Total net absorption rose by 137.5% and vacancy rate slid to 13.4% QoQ.

Hong Kong’s office market total net absorption during the third quarter (Q3 2025) increased by 137.5% over the first quarter, driven by stronger leasing momentum from IPO-related and wealth management tenants, according to JLL.

The overall office vacancy rate continued to improve, declining from 13.6% in June to 13.4% in September, JLL said in its Preliminary Market Summary Q3 2025 report.

In Central and Kowloon East, vacancy rates dropped by 0.8%, whilst Wanchai and Causeway Bay recorded a rise of 2.5% to 12%.

Overall office rents declined 0.8% quarter-on-quarter during Q3, with all submarkets recording decreases. Rents in Central fell 0.3%, whilst Hong Kong East registered the largest drop at 3.2%, it added.

"Office leasing momentum improved in the third quarter as more occupiers became actively engaged in seeking expansion and upgrade opportunities,” said Cathie Chung, senior director of research at JLL.

“Renewed IPO activity has contributed to stronger leasing activity, while some occupiers took advantage of more favourable rental levels to upgrade premises or consolidate operations,” Chung added.

“However, the market continues to face pressure from robust supply and elevated vacancy rates.

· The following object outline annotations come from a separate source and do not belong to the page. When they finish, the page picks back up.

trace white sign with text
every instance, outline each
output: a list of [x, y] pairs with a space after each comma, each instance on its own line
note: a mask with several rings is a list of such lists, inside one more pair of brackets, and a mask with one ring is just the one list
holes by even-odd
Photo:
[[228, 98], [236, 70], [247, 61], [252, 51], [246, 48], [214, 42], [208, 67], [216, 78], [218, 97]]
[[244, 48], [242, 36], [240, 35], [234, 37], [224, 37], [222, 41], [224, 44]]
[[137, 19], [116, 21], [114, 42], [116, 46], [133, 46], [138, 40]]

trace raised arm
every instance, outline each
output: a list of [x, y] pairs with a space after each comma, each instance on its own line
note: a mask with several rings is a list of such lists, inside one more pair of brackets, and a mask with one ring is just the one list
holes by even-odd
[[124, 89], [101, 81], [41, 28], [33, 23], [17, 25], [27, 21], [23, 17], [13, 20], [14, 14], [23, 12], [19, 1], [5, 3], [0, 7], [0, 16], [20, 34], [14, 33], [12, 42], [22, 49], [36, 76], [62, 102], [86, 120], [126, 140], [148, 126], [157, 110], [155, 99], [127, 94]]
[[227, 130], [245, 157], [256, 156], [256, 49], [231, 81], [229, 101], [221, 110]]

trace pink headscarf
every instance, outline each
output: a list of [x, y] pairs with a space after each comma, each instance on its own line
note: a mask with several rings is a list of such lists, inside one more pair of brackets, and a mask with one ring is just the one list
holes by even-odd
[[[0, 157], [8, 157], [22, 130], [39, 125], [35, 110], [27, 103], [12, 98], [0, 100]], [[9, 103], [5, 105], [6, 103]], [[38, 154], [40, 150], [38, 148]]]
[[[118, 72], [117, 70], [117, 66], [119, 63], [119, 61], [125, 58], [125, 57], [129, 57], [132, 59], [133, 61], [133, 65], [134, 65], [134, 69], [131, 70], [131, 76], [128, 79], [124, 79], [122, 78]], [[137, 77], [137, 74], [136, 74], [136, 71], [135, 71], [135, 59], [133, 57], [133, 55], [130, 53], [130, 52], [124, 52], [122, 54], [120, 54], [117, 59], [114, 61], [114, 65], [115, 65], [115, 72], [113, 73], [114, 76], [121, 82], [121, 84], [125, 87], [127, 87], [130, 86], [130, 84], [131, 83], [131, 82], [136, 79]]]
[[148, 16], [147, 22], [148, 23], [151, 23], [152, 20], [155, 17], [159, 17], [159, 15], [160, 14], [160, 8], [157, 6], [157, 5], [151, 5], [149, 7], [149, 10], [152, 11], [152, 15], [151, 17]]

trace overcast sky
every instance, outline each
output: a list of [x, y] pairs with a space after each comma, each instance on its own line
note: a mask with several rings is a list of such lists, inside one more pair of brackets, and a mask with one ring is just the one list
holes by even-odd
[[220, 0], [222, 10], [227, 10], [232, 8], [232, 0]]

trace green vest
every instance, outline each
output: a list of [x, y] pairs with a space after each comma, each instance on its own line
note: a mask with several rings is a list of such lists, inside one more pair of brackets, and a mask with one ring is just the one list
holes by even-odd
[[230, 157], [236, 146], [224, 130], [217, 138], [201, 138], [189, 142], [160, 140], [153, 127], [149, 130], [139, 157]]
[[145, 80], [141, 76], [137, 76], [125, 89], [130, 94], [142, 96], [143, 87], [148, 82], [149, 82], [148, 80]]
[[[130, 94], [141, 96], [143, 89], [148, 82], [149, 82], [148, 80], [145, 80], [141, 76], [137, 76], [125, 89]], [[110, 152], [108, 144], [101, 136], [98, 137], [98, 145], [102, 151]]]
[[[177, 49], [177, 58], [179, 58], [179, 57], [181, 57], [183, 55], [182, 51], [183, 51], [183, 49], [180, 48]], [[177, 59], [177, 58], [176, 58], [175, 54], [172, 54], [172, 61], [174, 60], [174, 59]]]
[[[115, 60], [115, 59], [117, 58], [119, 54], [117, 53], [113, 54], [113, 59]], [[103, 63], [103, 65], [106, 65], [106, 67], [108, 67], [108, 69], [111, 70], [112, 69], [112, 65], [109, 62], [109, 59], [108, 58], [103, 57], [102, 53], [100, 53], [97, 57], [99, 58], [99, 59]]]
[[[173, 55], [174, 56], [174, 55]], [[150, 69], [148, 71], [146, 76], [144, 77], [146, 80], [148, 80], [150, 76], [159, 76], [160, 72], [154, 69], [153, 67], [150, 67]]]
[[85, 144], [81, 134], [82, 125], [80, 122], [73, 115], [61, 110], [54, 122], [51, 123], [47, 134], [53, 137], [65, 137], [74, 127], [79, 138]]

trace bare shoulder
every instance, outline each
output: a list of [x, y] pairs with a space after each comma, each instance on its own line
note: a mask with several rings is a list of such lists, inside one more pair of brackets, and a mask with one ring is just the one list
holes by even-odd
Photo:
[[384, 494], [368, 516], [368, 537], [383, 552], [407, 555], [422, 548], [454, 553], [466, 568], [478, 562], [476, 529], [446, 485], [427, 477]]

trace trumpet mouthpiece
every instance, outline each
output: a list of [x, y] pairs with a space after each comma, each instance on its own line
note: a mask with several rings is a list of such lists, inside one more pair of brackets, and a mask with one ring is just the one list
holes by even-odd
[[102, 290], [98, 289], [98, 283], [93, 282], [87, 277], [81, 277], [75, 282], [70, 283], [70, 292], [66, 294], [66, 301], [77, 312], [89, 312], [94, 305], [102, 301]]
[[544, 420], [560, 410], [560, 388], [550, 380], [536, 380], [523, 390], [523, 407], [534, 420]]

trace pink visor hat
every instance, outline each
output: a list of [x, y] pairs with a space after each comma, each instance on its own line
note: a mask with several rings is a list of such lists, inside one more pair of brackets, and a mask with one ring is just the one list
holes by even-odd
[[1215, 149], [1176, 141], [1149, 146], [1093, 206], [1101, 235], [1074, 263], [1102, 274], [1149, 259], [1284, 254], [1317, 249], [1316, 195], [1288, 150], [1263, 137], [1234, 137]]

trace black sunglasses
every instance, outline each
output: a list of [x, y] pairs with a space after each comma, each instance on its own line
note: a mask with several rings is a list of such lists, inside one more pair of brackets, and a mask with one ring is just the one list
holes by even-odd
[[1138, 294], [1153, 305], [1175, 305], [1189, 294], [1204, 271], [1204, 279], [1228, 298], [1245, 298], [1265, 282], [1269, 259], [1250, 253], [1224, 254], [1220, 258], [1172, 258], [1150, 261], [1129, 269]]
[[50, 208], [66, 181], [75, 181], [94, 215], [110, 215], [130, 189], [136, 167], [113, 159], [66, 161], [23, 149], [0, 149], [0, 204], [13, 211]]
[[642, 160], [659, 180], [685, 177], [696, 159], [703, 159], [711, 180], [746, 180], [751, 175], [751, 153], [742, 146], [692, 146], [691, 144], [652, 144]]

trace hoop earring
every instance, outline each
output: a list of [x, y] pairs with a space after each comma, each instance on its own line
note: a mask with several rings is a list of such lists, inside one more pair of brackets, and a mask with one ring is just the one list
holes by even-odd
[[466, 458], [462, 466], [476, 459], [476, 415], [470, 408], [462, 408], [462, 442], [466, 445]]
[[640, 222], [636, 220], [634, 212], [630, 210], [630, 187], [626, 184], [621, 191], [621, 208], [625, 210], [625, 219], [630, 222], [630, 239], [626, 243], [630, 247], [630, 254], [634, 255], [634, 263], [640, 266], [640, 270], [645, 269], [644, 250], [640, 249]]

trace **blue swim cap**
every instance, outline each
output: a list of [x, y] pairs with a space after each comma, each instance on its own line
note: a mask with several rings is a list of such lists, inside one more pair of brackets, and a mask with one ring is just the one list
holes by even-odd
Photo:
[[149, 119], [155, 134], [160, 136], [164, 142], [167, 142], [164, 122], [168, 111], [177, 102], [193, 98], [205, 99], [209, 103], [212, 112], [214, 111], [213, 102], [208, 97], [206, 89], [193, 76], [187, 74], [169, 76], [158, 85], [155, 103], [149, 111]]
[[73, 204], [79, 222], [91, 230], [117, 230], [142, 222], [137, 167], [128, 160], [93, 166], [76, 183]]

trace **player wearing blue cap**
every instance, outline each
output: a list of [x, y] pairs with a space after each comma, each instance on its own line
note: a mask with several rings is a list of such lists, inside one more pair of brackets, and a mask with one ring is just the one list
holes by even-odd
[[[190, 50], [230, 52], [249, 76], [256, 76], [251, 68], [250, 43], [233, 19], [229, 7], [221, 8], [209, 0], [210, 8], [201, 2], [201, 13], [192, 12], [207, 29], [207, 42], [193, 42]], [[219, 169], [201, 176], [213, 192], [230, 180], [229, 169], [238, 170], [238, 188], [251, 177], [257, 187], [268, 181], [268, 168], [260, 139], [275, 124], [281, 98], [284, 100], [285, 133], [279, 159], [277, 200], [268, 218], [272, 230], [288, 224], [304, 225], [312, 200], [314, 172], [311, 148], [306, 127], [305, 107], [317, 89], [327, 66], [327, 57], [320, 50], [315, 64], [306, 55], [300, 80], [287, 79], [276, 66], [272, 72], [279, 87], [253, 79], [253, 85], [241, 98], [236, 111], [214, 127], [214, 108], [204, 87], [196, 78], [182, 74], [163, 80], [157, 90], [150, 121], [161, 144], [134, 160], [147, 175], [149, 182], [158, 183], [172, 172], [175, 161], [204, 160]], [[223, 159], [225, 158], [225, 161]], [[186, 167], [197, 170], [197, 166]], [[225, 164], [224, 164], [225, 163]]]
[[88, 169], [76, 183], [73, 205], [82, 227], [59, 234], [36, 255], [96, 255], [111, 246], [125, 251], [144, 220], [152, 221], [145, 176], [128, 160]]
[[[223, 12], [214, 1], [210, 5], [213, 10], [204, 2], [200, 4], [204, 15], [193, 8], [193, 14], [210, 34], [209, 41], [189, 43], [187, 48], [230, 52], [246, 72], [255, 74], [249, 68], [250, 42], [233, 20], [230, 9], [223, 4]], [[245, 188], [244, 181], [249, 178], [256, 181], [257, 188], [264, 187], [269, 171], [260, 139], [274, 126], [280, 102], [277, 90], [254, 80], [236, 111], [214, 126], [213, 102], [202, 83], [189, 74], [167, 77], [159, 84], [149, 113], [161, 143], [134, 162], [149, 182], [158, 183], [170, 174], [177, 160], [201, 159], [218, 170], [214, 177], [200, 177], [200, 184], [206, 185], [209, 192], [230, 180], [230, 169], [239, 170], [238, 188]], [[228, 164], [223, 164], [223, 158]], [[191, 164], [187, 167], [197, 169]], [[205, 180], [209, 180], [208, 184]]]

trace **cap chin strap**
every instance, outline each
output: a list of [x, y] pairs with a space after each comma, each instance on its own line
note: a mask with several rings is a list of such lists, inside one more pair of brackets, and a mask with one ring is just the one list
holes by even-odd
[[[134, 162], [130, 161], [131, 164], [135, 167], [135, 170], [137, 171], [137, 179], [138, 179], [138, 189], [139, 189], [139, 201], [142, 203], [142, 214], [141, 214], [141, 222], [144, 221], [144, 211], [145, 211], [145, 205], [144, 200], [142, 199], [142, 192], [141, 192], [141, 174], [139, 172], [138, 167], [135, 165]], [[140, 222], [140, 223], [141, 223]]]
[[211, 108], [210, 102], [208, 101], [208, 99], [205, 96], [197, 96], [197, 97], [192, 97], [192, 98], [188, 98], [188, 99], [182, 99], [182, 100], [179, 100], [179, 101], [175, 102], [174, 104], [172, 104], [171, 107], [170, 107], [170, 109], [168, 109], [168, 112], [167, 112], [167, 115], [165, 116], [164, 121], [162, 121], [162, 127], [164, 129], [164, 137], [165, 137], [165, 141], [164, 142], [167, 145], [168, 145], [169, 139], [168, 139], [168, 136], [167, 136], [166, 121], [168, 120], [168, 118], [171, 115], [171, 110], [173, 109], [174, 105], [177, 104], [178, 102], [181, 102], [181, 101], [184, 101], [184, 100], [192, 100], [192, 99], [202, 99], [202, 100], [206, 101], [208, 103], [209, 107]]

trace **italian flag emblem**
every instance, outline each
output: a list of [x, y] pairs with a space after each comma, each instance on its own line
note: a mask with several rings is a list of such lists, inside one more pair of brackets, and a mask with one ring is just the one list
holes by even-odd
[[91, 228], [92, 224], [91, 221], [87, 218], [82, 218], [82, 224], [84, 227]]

We still expect Grade A office rents to decline by approximately 5% for the full year."

Meanwhile, the residential market remained resilient, retail markets have seen modest improvements in leasing, and leasing in the industrial market remained subdued, JLL noted.

As of end-September, High Street Shop vacancy rates declined from 10.7% to 9.7% QoQ, as retailers took advantage of lower rents to secure prime locations.

Residential capital values stabilised in the third quarter, rising 0.4% QoQ, following a 1.1% decline in the previous quarter.

With limited new commitments recorded in the industrial market, the overall vacancy rate rose to 9.3% in Q3 2025 from 9.1% in Q2 2025. 

Prime warehouse rents saw a 2.1% decline in Q3 2025 similar to the 2.4% drop in Q2 2025.